An MLP model that provides a flexible foundation to implement, mix-and-match, and test various state-of-the-art MLP building blocks and architectures. Built on JAX and Haiku.

Installation

pip install x-mlps

Note: X-MLPs will not install JAX for you (see here for install instructions).

Getting Started

The XMLP class provides the foundation from which all MLP architectures are built on, and is the primary class you use. Additionally, X-MLPs relies heavily on factory functions to customize and instantiate the building blocks that make up a particular XMLP instance. Fortunately, this library provides several SOTA MLP blocks out-of-the-box as factory functions. For example, to implement the ResMLP architecture, you can implement the follow model function:

import haiku as hk
import jax
from einops import rearrange
from x_mlps import XMLP, Affine, resmlp_block_factory

def create_model(patch_size: int, dim: int, depth: int, num_classes: int = 10):
    def model_fn(x: jnp.ndarray, is_training: bool) -> jnp.ndarray:
        # Reformat input image into a sequence of patches
        x = rearrange(x, "(h p1) (w p2) c -> (h w) (p1 p2 c)", p1=patch_size, p2=patch_size)
        return XMLP(
            num_patches=x.shape[-2],
            dim=dim,
            depth=depth,
            block=resmlp_block_factory,
            # Normalization following the stack of ResMLP blocks
            normalization=lambda num_patches, dim, depth, **kwargs: Affine(dim, **kwargs),
            num_classes=num_classes,
        )(x, is_training=is_training)

    # NOTE: Operating directly on batched data is supported as well.
    return hk.vmap(model_fn, in_axes=(0, None))

model = create_model(patch_size=4, dim=384, depth=12)
model_fn = hk.transform(model)

rng = jax.random.PRNGKey(0)
params = model_fn.init(rng, jnp.ones((1, 32, 32, 3)), False)

It's important to note the XMLP module does not reformat input data for you (e.g., to a sequence of patches). As such, you must reformat data manually before feeding it to an XMLP module. The einops library, which is installed by X-MLPs, provides functions that can help here (e.g., rearrange).

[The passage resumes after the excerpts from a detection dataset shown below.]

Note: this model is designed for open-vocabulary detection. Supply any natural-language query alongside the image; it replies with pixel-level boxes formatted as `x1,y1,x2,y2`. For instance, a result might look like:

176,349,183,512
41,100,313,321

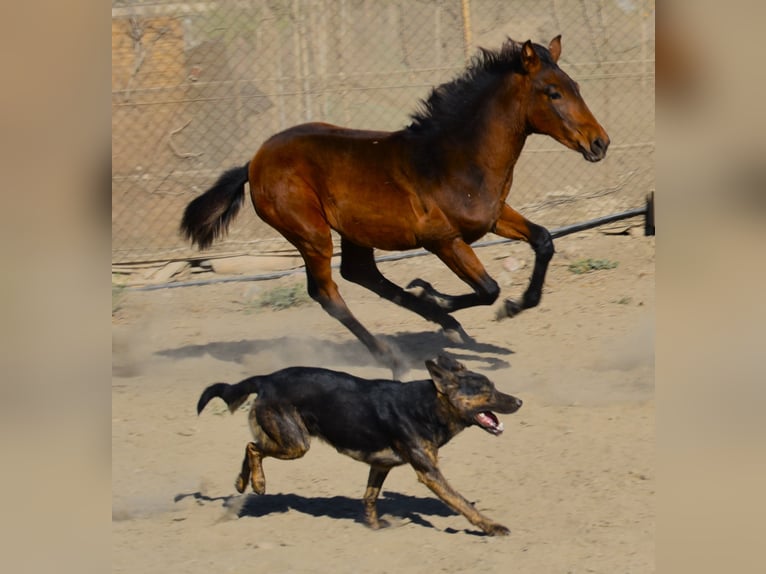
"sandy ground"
112,231,656,574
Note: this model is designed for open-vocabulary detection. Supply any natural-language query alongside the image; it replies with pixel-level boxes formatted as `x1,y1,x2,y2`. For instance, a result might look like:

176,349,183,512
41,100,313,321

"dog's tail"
197,376,262,414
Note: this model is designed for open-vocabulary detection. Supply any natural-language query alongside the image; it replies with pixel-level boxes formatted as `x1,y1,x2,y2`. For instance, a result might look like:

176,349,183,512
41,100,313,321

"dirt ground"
112,231,656,574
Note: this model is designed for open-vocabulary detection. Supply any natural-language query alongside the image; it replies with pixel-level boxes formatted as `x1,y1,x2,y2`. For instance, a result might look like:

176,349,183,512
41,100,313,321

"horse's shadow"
174,491,483,536
156,331,513,370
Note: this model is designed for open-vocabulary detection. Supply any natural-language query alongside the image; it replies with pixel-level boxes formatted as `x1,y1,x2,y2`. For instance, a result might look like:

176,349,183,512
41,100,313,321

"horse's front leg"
407,237,500,313
493,204,554,319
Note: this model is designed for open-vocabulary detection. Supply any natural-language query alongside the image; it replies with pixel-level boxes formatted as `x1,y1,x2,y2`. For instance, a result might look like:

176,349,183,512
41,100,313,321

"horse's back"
250,123,432,250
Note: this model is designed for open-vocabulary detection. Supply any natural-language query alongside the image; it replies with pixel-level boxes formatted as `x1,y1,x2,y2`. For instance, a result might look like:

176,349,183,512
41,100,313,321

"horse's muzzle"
582,134,609,162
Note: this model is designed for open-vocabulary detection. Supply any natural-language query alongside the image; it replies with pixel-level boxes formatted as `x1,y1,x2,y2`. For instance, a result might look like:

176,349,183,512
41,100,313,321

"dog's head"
426,355,522,435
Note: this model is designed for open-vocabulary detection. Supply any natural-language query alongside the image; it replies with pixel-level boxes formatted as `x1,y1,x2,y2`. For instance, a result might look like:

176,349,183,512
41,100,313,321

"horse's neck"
455,93,527,200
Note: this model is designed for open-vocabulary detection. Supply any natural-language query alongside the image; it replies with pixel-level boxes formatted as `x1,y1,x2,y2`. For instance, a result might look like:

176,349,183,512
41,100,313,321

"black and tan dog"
197,356,521,535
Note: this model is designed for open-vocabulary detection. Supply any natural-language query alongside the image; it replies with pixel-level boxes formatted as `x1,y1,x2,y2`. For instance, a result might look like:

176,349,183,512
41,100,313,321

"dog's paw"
234,476,247,494
484,524,511,536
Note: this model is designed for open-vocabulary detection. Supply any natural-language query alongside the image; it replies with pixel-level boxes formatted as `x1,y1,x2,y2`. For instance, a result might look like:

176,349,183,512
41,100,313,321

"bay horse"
181,36,609,378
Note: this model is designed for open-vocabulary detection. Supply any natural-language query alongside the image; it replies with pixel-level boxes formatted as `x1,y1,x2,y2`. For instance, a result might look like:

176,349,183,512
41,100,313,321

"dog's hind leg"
240,408,311,494
364,466,391,530
234,442,266,494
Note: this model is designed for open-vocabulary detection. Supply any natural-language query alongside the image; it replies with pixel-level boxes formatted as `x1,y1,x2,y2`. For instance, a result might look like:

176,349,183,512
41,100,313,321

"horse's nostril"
591,138,606,151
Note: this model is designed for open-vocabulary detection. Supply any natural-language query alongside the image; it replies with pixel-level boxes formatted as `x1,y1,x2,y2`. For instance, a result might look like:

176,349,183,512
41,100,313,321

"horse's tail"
197,376,263,414
181,165,248,249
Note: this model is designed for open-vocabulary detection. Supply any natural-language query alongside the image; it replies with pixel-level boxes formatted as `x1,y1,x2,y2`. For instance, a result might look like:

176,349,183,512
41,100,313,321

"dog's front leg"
415,466,511,536
364,466,391,530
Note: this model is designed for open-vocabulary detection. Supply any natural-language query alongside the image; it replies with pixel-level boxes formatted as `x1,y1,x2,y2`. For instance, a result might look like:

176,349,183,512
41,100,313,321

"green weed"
569,258,618,275
253,283,311,311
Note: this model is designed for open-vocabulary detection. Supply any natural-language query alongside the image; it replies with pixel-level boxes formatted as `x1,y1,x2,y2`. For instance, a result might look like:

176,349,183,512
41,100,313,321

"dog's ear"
436,353,466,373
426,359,455,395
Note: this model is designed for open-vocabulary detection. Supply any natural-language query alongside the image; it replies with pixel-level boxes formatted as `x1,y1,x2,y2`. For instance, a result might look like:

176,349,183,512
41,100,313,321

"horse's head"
521,36,609,161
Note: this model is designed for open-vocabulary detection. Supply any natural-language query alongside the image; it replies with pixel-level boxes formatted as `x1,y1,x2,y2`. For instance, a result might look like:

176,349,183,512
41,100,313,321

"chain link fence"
112,0,655,263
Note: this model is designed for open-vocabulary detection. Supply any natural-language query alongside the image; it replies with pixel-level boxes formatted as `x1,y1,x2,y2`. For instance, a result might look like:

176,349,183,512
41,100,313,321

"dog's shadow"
174,491,484,536
155,331,513,371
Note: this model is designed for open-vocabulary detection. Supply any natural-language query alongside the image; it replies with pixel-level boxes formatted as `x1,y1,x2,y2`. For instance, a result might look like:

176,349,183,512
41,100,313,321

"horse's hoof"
404,279,435,299
495,299,522,321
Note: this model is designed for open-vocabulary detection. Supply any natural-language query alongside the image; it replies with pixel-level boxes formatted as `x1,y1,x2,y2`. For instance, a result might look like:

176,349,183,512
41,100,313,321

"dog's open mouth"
474,411,504,435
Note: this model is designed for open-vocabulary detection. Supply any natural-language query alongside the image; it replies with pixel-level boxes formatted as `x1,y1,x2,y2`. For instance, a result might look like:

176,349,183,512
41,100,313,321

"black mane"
406,38,556,134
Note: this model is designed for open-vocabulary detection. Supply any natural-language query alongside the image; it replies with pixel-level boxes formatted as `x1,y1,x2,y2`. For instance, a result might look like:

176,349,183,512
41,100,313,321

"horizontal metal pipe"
128,207,646,291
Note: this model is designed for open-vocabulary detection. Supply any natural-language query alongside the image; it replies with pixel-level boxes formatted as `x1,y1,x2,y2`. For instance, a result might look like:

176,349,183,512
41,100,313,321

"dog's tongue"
476,411,503,435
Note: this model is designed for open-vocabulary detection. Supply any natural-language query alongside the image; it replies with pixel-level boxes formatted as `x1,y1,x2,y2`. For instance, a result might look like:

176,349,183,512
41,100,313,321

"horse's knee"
529,226,555,263
476,275,500,305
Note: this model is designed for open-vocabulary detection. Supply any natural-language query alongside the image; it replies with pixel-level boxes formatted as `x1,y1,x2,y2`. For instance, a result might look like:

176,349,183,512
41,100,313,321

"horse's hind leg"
282,216,407,379
493,204,554,318
340,238,468,343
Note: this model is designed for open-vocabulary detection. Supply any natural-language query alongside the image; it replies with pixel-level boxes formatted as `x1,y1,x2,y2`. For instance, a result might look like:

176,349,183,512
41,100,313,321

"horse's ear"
548,34,561,62
521,40,540,73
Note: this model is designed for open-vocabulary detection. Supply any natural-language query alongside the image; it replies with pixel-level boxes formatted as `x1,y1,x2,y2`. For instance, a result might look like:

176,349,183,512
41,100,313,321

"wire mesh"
112,0,655,263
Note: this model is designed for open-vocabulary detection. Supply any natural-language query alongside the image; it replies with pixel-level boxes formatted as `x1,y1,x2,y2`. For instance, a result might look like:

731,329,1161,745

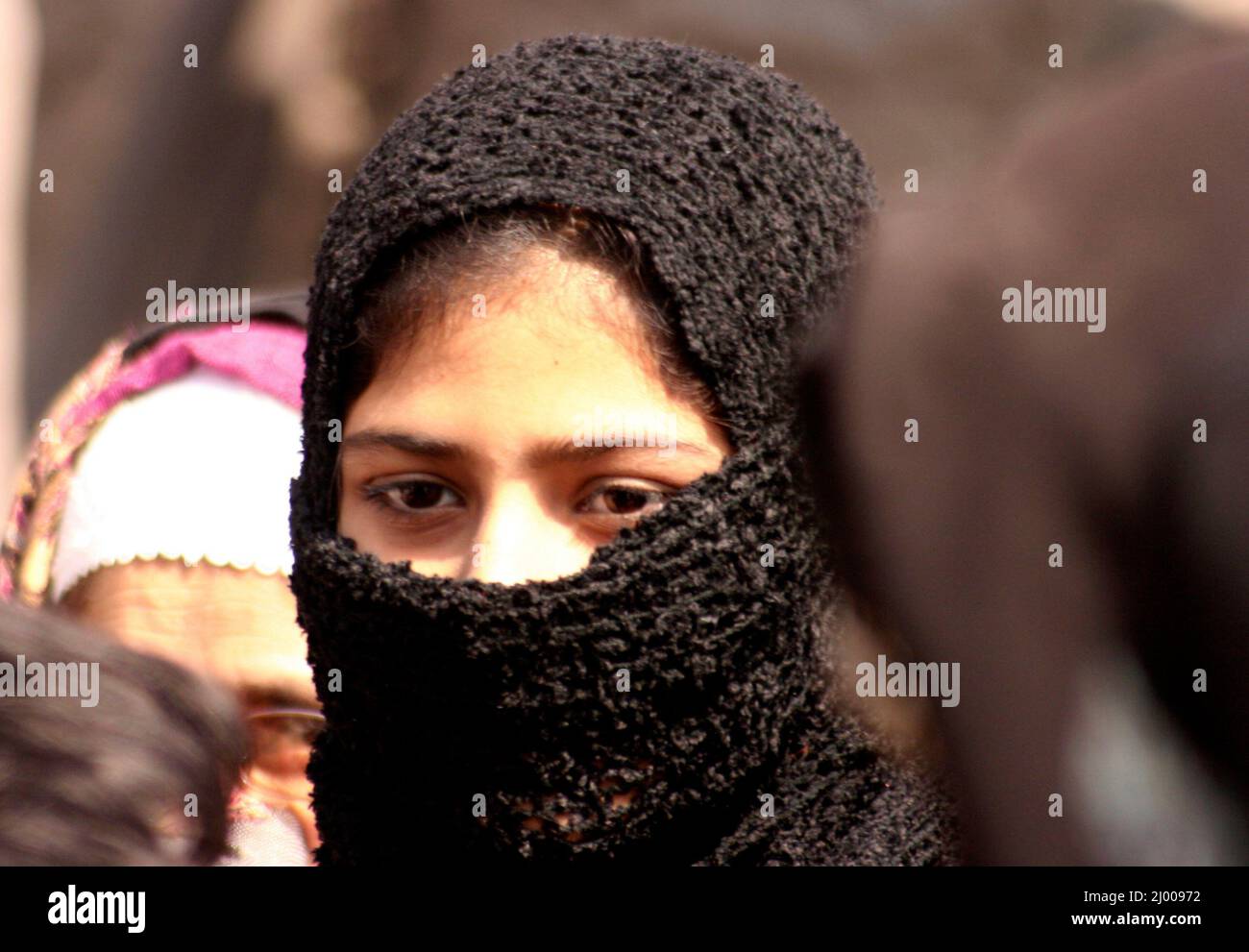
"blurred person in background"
0,299,321,865
0,604,246,866
807,47,1249,865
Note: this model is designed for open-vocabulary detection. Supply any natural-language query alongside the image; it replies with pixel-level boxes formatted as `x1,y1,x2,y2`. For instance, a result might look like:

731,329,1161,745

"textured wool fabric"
291,37,956,865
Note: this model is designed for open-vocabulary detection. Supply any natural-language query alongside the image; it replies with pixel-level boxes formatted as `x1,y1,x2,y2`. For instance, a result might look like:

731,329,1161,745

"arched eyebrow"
342,429,474,460
342,429,719,466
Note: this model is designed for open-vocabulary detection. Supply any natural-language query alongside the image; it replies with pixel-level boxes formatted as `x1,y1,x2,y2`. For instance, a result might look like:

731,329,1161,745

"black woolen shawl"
291,35,956,865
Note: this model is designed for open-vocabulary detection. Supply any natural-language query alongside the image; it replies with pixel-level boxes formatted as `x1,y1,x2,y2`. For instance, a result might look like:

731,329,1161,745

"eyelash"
361,478,672,520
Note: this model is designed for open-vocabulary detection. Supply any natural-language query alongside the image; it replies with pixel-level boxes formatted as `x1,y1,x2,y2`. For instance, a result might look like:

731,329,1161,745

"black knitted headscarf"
291,37,953,865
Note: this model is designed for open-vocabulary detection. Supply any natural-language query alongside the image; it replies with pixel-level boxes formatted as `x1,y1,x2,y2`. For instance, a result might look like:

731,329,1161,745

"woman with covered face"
291,37,957,865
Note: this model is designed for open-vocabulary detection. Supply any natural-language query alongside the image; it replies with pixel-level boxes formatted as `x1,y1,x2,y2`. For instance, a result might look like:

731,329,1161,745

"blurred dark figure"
0,604,244,866
806,42,1249,864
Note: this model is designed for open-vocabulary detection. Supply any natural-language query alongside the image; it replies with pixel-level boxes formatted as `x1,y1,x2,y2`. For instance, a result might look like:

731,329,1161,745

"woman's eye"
579,486,669,517
365,479,461,512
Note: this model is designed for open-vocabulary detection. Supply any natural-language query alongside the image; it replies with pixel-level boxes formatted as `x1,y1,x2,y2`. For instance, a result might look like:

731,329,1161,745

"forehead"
359,255,663,403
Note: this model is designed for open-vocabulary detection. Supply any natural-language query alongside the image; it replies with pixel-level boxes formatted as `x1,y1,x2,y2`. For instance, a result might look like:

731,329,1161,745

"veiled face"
338,253,729,583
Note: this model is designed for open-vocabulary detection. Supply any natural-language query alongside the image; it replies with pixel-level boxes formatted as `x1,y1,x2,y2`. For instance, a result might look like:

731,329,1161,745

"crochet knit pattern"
291,37,956,865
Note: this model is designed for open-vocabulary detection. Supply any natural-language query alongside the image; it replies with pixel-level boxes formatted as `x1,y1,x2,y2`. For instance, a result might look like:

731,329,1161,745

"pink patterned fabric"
0,321,307,606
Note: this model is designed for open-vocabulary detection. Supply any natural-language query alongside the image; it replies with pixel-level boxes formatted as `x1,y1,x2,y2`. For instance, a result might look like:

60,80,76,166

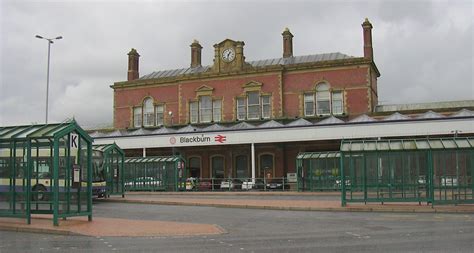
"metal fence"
341,138,474,205
92,143,125,197
123,156,186,191
296,151,341,191
0,120,92,225
185,177,290,192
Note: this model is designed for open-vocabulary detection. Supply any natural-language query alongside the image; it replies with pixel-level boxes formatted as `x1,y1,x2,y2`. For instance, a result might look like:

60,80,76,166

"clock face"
222,48,235,62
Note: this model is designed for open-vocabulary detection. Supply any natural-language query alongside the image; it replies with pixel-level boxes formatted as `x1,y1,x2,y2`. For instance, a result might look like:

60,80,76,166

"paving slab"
0,216,225,237
101,193,474,213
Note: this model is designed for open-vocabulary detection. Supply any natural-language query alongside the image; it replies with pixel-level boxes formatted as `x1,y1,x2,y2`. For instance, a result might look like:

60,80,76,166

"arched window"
304,82,344,116
316,83,331,115
235,155,249,179
211,156,225,178
259,154,275,178
188,157,201,178
143,98,155,127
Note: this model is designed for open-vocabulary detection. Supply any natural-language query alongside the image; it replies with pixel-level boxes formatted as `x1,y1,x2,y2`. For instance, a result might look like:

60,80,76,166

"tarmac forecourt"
0,215,226,237
0,192,474,237
99,192,474,213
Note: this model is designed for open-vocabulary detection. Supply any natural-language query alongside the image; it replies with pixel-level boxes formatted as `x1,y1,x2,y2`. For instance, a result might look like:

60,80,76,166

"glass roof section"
296,151,341,160
382,112,410,120
286,118,313,126
349,114,376,123
316,116,344,125
341,137,474,152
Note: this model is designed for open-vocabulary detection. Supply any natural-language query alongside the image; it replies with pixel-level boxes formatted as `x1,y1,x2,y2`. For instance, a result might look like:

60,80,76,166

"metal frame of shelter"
340,137,474,206
124,156,186,191
0,120,93,226
296,151,341,191
92,143,125,197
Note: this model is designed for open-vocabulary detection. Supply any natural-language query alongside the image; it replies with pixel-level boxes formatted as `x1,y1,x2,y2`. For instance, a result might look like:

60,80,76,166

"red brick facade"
113,20,380,181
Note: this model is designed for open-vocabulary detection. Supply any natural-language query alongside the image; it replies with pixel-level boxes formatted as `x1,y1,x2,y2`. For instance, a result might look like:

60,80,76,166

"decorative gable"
196,85,214,96
242,81,263,92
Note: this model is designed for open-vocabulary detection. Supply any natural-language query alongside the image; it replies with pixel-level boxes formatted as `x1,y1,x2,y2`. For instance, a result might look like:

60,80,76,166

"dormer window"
237,91,271,120
189,96,222,123
133,97,165,128
304,82,344,116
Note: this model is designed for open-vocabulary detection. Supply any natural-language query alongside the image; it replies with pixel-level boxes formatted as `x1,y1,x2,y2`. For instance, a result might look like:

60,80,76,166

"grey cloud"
0,1,474,125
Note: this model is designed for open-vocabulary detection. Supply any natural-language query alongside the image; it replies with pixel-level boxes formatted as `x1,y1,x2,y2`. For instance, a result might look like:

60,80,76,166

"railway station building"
91,19,474,184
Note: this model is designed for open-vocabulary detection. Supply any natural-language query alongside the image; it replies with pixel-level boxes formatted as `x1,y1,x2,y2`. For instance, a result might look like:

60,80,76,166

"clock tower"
212,39,251,73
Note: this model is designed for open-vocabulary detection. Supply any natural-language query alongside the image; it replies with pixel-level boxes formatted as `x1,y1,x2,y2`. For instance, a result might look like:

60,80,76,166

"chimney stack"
281,28,293,58
191,40,202,68
127,48,140,81
362,18,374,61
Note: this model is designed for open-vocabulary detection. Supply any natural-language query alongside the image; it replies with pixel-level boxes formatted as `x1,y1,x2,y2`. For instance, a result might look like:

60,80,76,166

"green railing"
124,156,186,191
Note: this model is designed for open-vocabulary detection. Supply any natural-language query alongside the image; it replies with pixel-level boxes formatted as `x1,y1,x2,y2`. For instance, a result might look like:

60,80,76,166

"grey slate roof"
153,127,176,134
258,120,283,128
128,128,151,135
451,109,474,117
316,116,344,125
176,125,200,133
416,110,444,119
230,121,255,129
349,114,375,123
140,52,354,80
286,118,313,126
382,112,410,120
202,124,227,131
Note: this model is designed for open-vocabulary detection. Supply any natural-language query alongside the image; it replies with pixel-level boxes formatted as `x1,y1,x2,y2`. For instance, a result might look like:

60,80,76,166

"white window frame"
237,97,247,120
303,92,316,116
316,83,331,115
260,95,272,119
199,96,212,123
189,101,199,123
133,106,143,127
247,91,262,120
331,91,344,115
142,98,155,127
212,99,222,122
155,104,165,126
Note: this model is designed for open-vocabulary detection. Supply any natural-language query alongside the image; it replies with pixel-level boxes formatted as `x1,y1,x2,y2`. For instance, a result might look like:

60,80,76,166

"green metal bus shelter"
0,120,92,226
92,143,125,197
296,151,341,191
340,137,474,206
124,156,186,191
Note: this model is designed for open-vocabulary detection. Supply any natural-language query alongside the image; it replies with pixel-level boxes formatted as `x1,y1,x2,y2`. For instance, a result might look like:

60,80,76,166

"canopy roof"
125,156,182,163
0,120,93,143
92,143,125,155
341,137,474,152
296,151,341,159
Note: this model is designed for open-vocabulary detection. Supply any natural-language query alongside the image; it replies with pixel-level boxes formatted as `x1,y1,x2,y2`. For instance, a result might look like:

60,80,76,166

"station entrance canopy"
340,137,474,205
0,120,92,225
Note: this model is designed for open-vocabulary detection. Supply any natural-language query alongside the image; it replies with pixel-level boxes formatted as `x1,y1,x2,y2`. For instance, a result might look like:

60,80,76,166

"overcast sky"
0,0,474,128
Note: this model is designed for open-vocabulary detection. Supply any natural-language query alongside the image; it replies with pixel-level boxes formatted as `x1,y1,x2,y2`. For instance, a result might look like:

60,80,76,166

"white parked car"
242,180,255,190
441,176,458,187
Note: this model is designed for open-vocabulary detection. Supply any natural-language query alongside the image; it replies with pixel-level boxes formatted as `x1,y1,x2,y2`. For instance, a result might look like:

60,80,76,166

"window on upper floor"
133,97,165,128
143,98,155,127
189,96,222,123
304,83,344,116
155,105,165,126
236,91,271,120
133,106,142,127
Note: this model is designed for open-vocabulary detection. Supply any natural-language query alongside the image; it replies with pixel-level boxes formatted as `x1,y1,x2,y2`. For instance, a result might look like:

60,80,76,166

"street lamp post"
35,35,63,124
168,111,175,157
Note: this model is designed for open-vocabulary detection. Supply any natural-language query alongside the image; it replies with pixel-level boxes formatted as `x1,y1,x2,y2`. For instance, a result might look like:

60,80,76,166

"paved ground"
0,202,474,253
101,192,474,213
0,215,225,237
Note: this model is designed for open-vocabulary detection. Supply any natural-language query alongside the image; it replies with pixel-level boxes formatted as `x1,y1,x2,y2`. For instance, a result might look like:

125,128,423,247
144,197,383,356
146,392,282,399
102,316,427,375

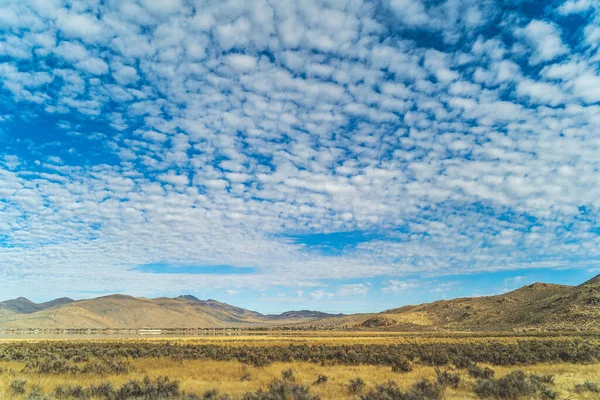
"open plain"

Note: Like the core Haiku modules, all modules implemented in X-MLPs support batched data and being vectorized via vmap.

X-MLPs Architecture Details

X-MLPs uses a layered approach to construct arbitrary MLP networks. There are three core modules used to create a network's structure:

  1. XSublayer - bottom level module which wraps arbitrary feedforward functionality.
  2. XBlock - mid level module consisting of one or more XSublayer modules.
  3. XMLP - top level module which represents a generic MLP network, and is composed of a stack of repeated XBlock modules.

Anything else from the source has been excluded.